Yellow chickens however? Curiosity got the best of me finally and I referred to Google. Google did a great job of not taking a definitive position. I found answers ranging from breeding, to yellow dye for cultural reasons that make the chicken look more tasty and help with gutting the chicken. In between, diets of grass, carrots, calendula, “special bird feed” and marigolds, were assessed blame. Another alleged way of making the chicken yellow was to dip the chicken in hot water then remove it quickly. Some say chickens that are yellow are fattier. My experience with the tough chicken would seem to refute that claim.
Perhaps supporting the notion that yellow dye makes them look more tasty is this entry from one internet information source: “and some (probably most) are dyed yellow because everyone knows that yellow chickens are better.” It is interesting to me that in San Miguel de Allende the chickens were neither yellow nor left exposed to the air all day. We bought and ate chicken there regularly.
Much like San Miquel de Allende there are many remarkable wooden doors in Oaxaca. I was taking a picture of the door below when a nice lady from New York asked if she should take a picture in front of the door of Sheila and me. Much to my surprise, Sheila, who rarely agrees to be photographed said yes. I have not grown. I just happened to be standing on a step when the lady asked.

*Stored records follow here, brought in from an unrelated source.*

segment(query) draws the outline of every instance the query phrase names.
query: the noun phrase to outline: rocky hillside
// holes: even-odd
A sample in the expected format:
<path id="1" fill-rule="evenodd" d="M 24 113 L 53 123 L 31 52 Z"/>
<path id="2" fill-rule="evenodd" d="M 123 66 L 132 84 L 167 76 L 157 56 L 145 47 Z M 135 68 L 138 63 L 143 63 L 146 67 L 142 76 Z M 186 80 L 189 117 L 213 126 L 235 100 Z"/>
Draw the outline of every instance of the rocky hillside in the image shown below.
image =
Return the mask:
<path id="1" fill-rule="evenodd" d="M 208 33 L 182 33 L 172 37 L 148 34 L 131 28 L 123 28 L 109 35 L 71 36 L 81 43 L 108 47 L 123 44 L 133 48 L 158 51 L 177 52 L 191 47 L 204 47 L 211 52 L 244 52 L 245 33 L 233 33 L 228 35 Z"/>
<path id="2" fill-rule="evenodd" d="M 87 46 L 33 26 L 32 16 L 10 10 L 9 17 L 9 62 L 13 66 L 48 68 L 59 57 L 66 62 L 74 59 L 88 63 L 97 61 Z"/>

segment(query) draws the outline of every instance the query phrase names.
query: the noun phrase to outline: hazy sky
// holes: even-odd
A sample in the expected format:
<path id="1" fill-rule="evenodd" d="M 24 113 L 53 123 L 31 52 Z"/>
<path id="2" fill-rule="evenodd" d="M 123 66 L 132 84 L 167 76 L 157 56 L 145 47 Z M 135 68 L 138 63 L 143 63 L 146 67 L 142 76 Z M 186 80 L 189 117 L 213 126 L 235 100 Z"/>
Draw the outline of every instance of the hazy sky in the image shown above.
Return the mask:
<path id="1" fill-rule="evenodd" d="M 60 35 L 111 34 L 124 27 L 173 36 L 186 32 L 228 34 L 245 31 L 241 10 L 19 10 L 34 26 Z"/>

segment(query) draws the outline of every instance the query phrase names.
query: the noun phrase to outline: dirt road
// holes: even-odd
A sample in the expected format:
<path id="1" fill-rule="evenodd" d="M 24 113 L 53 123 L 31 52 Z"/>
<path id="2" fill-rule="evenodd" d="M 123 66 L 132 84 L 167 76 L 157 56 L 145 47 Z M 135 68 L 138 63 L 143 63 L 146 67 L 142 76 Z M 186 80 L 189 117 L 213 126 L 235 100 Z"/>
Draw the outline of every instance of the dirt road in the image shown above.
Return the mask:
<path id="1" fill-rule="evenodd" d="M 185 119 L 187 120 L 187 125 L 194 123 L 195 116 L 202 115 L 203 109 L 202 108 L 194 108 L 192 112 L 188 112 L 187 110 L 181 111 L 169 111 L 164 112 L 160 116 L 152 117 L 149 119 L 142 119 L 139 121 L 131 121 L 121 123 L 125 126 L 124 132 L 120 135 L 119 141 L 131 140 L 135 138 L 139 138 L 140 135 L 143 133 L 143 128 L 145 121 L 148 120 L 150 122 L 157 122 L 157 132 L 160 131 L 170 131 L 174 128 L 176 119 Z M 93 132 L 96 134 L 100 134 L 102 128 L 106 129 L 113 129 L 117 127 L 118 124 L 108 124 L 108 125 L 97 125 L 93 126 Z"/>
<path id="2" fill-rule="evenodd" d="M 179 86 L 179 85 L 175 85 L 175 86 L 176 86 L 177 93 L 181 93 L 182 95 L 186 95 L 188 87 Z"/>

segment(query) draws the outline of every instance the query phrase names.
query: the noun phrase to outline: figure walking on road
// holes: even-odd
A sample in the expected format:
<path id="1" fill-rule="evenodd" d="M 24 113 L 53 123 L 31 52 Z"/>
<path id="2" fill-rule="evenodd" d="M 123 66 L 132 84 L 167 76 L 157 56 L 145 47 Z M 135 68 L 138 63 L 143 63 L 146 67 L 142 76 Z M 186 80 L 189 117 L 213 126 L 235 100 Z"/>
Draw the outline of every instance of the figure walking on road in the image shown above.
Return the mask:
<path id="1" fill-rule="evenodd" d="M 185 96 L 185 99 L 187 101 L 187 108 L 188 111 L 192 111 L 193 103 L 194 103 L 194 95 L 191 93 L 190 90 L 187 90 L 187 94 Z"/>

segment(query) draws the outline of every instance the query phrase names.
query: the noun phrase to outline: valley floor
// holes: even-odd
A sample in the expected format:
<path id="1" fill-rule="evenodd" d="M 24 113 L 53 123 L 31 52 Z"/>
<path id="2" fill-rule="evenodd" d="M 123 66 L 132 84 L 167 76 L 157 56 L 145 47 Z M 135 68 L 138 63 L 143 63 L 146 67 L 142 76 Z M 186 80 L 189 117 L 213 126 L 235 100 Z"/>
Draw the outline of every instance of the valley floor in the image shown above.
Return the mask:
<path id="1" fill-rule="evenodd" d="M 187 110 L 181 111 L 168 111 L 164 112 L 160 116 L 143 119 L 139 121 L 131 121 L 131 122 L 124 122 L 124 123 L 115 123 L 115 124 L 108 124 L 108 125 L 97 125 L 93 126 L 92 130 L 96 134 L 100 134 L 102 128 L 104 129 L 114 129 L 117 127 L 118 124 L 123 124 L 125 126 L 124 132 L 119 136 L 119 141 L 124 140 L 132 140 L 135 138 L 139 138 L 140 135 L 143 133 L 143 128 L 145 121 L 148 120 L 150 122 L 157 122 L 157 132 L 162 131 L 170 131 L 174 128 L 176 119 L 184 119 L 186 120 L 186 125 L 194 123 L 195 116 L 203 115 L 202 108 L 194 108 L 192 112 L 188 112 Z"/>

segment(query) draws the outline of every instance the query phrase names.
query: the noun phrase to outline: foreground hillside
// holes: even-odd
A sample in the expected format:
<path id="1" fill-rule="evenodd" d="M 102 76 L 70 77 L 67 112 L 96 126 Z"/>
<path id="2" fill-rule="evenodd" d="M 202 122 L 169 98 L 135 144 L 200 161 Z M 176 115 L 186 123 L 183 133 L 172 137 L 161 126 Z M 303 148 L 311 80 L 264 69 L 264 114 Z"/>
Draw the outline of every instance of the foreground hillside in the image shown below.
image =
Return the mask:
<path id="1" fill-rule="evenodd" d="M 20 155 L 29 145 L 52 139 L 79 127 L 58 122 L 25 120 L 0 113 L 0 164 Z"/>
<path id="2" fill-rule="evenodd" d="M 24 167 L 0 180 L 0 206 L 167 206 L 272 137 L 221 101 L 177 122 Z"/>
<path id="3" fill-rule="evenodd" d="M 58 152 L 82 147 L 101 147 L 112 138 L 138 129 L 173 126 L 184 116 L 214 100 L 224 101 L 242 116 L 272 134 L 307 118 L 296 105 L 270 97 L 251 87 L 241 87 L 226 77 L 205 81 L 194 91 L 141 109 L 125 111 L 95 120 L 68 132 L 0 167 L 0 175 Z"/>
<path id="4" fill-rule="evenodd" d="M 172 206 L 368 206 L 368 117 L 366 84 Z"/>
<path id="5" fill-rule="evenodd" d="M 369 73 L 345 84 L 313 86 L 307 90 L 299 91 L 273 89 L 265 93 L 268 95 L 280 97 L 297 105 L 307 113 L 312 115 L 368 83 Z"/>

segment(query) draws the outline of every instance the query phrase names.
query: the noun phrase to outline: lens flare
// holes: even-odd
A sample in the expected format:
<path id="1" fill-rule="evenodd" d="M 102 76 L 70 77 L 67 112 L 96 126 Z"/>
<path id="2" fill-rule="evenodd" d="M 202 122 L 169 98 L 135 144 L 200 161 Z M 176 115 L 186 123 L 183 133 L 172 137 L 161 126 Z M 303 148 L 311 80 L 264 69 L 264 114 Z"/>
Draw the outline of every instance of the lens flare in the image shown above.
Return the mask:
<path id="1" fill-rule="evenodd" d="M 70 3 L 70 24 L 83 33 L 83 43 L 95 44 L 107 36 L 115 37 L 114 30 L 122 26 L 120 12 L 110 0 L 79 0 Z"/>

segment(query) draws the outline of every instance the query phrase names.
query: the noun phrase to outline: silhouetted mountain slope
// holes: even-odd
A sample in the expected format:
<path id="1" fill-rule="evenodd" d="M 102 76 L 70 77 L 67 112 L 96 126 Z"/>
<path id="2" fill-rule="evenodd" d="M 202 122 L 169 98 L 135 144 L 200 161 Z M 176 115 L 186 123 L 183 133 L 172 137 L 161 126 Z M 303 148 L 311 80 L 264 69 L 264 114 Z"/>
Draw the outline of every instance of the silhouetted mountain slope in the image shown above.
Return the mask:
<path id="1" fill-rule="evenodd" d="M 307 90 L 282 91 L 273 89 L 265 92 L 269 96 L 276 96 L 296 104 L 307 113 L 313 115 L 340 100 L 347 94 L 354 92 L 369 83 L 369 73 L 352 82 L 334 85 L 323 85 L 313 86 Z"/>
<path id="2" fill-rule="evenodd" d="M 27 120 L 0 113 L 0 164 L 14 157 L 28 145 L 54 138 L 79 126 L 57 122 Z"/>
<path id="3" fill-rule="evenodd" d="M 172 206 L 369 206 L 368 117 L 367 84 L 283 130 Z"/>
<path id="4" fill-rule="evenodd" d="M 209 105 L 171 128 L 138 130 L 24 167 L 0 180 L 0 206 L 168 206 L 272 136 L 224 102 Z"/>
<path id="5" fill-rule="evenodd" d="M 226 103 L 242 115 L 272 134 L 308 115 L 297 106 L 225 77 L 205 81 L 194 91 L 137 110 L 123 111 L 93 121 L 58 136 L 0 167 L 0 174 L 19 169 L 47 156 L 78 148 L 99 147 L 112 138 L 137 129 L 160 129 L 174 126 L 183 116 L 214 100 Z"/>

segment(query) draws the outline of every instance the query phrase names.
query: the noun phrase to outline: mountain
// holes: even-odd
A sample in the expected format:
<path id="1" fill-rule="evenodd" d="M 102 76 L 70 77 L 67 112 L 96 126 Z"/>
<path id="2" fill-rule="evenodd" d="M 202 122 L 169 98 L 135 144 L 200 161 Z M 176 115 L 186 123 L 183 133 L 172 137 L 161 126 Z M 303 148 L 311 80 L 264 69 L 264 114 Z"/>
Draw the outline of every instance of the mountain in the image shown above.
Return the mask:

Went to a concert tonight. Four acoustic guitarists, classical and steel string playing a variety of music. A lot of Italian Mediterranean, style movie soundtrack songs, some tv sounding entries, classical Spanish guitar, some sounded like early 70’s folk type themes – Jethro Tull, I could’ve sworn one was a take on Hotel California, and some delicate ethereal acoustics that somehow mimicked keyboards; all very beautiful and restrained. The group calls themselves, Cuarteto de Guitarras de la Ciudad de Oaxaca. The group is the middle picture. The other two pictures are sculptures at the back of the stage.
I previously wrote about Once in Oaxaca, the coffee shop we like to visit just to hang out and to meet people. Yesterday we were there and I saw a man who I had pegged as the owner. Turns out I was correct. Jaime, pronounce it Jamie if you speak English and Hymie if you speak Spanish, is the owner. I believe he is in the 30 -35 year old range. I asked if he was the owner and we ended up in an extended conversation about him and the coffee shop. Turns out he has been in Oaxaca for 6 years, moving from his home in Australia. His background is architecture and coffee. He supported himself working in the coffee business since, I believe he said, 15 years old.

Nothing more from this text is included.